Laissant échapper un soupir, je tire doucement la poignée d'accélérateur et braque le guidon à gauche, sortant de la piste. Les gens suivent la moto des yeux, ils n'en croient probablement pas leurs yeux. J'ai beau essayer de penser à autre chose, je n'arrive à rien. La lune est haute, et il commence à se faire tard ; je crois qu'il est temps de rentrer. Le trajet jusqu'à la maison est calme, beaucoup trop calme. En sixième, à seulement une soixantaine de kilomètres par heure, je n'éprouve pas ce besoin de vitesse habituel. Non, je n'ai même pas envie d'accélérer. Qu'est-ce qui m'arrive ? C'est comme si mon cerveau tournait sans interruption, incapable d'allouer un minimum de ressources pour contrôler une moto à de plus hautes vitesses. Toute ma capacité de réflexion est déjà mobilisée sur une seule et même tâche qui refuse de se fermer, récalcitrante. Je... J'ai même plus les mots.

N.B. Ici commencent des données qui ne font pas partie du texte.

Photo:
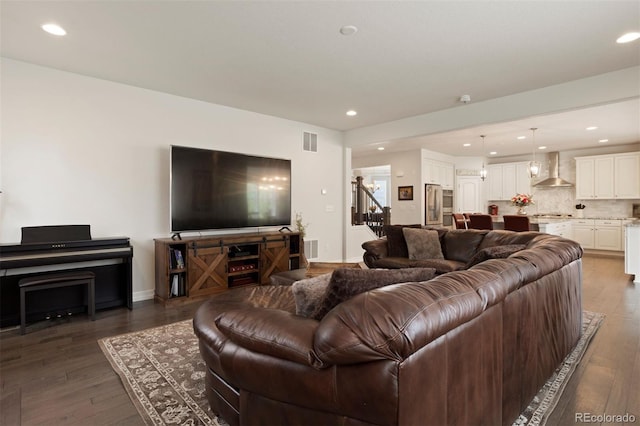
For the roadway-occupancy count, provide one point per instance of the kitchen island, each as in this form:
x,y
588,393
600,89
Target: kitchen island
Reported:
x,y
632,250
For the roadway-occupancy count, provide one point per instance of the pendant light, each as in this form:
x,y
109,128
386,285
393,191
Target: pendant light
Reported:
x,y
534,166
483,171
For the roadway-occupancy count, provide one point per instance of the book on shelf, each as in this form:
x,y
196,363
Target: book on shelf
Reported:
x,y
178,287
175,285
177,261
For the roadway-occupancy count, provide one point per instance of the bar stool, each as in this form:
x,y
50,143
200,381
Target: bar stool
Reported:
x,y
42,282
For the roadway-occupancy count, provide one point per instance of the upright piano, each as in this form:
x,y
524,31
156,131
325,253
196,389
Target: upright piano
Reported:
x,y
45,249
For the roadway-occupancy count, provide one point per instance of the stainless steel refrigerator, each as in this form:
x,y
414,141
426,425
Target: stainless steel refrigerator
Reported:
x,y
433,204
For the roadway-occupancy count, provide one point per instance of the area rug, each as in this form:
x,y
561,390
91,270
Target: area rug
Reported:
x,y
163,373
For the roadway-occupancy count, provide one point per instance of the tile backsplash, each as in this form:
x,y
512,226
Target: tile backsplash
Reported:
x,y
563,201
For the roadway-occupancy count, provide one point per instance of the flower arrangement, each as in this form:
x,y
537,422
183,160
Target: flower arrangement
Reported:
x,y
522,200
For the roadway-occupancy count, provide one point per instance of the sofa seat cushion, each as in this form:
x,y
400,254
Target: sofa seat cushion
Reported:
x,y
346,283
442,266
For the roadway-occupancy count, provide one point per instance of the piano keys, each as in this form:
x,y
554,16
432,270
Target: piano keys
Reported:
x,y
68,247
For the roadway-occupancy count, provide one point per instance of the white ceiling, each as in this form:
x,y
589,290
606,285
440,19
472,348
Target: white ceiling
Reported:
x,y
288,58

    Arrivé devant la grande bâtisse blanche, je coupe le moteur. Jetant un dernier regard au ciel dégagé, je rentre à l'intérieur, la tête basse. Ma mère est déjà couchée. Ne tardant pas à rejoindre mon lit moi non plus, je fixe le plafond. Impossible de fermer les yeux, je revois constamment la soirée, elle qui rentre dans le bar par derrière, Adino quittant le parking. Il n'y a rien que je puisse faire, c'est son choix, mais... merde, elle aurait pu faire ça avec quelqu'un d'autre ! Ouais, il a fallu que ça tombe sur Adino, hein. Il avait tout prévu, depuis le début. Il a bien joué ce coup-là, je dois reconnaître qu'il sait placer ses pions avec stratégie.

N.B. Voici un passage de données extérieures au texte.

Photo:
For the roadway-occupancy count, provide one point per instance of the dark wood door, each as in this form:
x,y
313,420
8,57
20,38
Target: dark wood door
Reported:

    Bon sang, je n'arrive pas à penser à autre chose ! La surface plane et immaculée du plafond s'est transformée en toile de vidéoprojection. Mes pensées s'écrasent dessus, métamorphosées en film. Je vois Adino. Je me vois rentrer dans le bar. Je la vois elle. Et je revois une fois de plus la nuit qu'on a partagé, tous les deux. Je l'avais contre moi, je la tenais ! Et pendant que je la baisais, je ne pensais plus à rien. Mon esprit était vide, je ne pouvais que savourer ce moment éphémère, avec elle. Malgré toutes les connaissances que j'ai faites dans ma vie, et parmi toutes celles ayant fini dans mon lit, elle est la seule qui m'a intrigué de la sorte. Plus j'y pense, plus je me rends à l'évidence : je n'arrive même pas à trouver ce qui la différencie des autres. Mais il y a un truc ; et ce truc, elle l'a. Cette étincelle, cette complicité, je ne l'ai retrouvée chez personne d'autre. Je ne savais même pas qu'elle existait, pour être honnête. Voir que tout ça ne représentait rien pour elle, ça me... putain ! C'est terrible de me rendre compte à quel point tout ça m'atteint.

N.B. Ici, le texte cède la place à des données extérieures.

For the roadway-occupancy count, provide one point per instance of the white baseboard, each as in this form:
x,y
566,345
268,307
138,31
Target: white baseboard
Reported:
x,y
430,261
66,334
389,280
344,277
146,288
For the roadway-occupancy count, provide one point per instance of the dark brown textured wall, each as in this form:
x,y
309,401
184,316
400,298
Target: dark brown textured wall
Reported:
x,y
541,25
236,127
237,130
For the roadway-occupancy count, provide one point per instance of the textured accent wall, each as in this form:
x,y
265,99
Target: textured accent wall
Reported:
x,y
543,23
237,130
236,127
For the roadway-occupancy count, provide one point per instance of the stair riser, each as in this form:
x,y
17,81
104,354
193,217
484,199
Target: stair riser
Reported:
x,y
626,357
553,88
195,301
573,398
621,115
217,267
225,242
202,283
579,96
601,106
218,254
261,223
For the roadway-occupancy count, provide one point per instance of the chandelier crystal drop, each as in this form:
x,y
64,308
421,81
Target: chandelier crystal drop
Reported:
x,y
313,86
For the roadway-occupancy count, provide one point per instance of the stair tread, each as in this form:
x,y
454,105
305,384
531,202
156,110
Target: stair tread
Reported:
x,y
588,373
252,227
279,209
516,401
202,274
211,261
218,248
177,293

    Adrian me conseillerait d'attendre d'y voir plus clair pour porter un jugement ou bien réagir en conséquences, mais je pense que j'ai déjà passé cette étape-là. Je n'ai rien inventé, j'ai bien vu tout ce que j'ai vu. Quand je pense que tout allait bien il y a vingt-quatre heures ? Ah, ça me met en rage ! Il faut que je m'occupe, je me vois mal tourner toute la nuit à rien faire. Au rez de chaussée, la bouteille de lait dans le frigo me fait les yeux doux. Et... Les céréales aussi ? Bon, il faut dire que la dernière chose que j'ai ingéré depuis midi, c'est ce verre de whisky. Réflexion faite, c'était l'appel d'Adino. Ouais, j'ai du mal à le digérer, ça. Je me rappelle encore la nuit que j'ai passé avec Hendo. Jamais... Jamais une fille ne m'avait fait cet effet. Adrian aurait dit que je me ramollis. C'est sûrement vrai. Mon téléphone vibre, me signalant l'arrivée d'un message du blond.